Into the Great Green Beyond
At the end of an eco-conscious life, there is a final choice a person can make to limit his or her impact on the planet: a green funeral.
“Consumers might live green, but they don’t think about dying green,” said Darren Crouch, president of Passages International, with offices in Albuquerque, N.M., and Berkshire, England, which supplies funeral homes with environmentally friendly caskets and urns. “They don’t know that they can green their funeral.”
Of the more than 2.4 million deaths per year in the United States, roughly 70 percent of the newly departed are interred in traditional caskets — that is, wood, steel or even copper caskets, many of which are then encased in slabs of reinforced concrete to prevent the weight of the earth from causing them to collapse. For those who go the casket route, embalming with toxic chemicals like formaldehyde remains common.
As a result, the environmental footprint of the dead is a heavy one.

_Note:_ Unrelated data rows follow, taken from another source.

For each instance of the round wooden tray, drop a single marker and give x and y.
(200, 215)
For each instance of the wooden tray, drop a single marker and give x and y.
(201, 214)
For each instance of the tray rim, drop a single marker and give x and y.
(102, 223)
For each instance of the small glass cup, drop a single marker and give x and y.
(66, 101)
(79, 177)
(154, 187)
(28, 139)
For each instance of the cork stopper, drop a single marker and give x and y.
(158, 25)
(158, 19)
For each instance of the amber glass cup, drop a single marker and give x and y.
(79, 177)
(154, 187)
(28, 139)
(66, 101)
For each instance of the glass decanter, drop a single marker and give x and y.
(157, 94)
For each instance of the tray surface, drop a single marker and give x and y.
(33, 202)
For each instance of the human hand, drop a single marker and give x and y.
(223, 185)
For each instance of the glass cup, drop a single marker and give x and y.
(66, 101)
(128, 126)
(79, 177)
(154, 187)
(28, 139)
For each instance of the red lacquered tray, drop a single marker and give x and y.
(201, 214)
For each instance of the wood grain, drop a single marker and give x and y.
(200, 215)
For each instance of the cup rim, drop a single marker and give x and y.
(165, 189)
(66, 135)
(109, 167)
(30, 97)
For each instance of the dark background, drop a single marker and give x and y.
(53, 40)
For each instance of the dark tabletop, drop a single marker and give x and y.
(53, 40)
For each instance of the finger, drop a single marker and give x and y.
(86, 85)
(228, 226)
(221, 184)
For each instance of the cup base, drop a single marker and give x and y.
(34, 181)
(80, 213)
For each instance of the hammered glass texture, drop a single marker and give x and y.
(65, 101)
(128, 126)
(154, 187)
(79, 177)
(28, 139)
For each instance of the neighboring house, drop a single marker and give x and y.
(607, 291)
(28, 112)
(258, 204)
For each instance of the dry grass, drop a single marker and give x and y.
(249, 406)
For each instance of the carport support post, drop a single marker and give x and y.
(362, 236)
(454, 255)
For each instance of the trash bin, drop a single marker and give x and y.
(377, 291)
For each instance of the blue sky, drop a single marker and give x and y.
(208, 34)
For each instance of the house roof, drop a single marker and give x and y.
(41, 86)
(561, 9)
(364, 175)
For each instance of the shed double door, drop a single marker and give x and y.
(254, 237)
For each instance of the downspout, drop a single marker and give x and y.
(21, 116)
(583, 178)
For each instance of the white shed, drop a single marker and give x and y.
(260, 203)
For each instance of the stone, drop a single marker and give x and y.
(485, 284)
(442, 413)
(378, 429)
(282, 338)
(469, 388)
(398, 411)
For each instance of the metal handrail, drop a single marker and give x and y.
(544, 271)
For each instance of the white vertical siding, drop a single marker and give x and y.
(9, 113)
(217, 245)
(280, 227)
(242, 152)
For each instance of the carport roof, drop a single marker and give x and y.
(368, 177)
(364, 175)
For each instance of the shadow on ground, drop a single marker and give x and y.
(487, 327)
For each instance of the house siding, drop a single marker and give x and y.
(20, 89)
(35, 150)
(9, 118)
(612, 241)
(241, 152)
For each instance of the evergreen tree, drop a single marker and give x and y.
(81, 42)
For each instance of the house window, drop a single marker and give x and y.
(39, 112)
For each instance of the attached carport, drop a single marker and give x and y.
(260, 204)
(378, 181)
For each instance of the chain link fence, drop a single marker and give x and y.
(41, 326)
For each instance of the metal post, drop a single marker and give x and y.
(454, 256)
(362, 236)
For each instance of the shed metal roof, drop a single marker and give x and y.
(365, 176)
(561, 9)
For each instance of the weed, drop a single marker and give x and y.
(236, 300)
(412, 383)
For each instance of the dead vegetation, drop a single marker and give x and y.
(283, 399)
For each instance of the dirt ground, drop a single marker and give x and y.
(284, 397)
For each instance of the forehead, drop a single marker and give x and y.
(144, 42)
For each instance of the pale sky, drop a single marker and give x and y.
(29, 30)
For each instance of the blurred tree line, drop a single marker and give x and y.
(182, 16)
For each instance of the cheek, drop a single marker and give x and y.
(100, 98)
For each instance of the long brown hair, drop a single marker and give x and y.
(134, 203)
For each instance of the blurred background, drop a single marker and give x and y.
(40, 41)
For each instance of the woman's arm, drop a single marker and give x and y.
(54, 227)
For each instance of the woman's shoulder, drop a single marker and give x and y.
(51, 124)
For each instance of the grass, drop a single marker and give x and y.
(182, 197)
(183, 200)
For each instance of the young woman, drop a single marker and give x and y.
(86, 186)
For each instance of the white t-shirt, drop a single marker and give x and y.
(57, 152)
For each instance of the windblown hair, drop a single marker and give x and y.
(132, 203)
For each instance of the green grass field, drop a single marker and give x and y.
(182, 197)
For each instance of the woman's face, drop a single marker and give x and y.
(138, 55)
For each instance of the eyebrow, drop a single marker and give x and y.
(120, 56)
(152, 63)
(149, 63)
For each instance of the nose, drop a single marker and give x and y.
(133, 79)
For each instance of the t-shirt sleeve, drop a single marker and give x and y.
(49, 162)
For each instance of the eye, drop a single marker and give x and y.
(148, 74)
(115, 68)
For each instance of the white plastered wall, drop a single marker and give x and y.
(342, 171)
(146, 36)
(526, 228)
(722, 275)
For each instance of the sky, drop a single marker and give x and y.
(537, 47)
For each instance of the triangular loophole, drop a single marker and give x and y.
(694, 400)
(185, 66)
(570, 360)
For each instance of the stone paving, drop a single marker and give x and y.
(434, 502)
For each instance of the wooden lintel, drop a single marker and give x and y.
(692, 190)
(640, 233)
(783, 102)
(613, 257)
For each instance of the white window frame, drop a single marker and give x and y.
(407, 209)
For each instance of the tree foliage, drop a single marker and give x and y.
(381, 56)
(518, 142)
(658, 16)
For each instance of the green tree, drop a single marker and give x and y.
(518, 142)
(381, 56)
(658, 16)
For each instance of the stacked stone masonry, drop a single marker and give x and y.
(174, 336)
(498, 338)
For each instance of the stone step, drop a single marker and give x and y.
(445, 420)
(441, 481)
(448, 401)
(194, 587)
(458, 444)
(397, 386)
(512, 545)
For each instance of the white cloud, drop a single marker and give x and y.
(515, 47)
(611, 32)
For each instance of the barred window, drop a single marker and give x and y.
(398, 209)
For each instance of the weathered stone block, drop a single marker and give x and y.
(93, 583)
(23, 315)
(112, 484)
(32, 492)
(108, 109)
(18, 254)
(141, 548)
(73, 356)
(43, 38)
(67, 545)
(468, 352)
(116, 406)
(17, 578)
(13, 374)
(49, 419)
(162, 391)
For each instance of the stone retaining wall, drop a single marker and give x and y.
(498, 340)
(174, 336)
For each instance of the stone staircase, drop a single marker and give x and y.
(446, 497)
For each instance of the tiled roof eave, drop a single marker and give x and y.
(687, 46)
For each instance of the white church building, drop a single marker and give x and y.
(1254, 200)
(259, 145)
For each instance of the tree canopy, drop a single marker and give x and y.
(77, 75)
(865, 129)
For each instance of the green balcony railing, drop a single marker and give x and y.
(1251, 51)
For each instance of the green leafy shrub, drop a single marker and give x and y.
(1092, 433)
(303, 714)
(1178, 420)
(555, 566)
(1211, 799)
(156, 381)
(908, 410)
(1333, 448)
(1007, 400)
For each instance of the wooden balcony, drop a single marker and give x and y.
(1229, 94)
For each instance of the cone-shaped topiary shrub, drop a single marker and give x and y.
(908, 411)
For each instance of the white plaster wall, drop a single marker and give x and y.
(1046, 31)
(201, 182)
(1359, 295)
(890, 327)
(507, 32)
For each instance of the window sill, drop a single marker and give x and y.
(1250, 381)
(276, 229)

Every year, cemeteries across the nation bury approximately 30 million board feet of hardwood, 104,000 tons of steel, 2,700 tons of copper and bronze and 1.6 million tons of reinforced concrete, according to statistics gathered by environmental groups and advocates for green burial.
For those inclined toward a green funeral for themselves or a loved one, there are several options. One is cremation and burial in a biodegradable urn. Caskets made from renewable materials are also becoming popular; when the actress Lynn Redgrave passed away recently, for instance, she was buried not in a traditional hardwood casket, but in one made from bamboo.
And in England, there is a growing trend toward so-called woodland burials, in which bodies are buried not in regimented plots but in fields and forests, allowing the remains to quickly return to nature.
Green caskets and eco-friendly burial options remain somewhat rare in the United States, so planning ahead is a good move, proponents say. One useful resource is the nonprofit Green Burial Council.
“There are greener alternatives within the funeral industry,” Mr. Crouch said. “But when someone dies, you don’t have much time to research your options."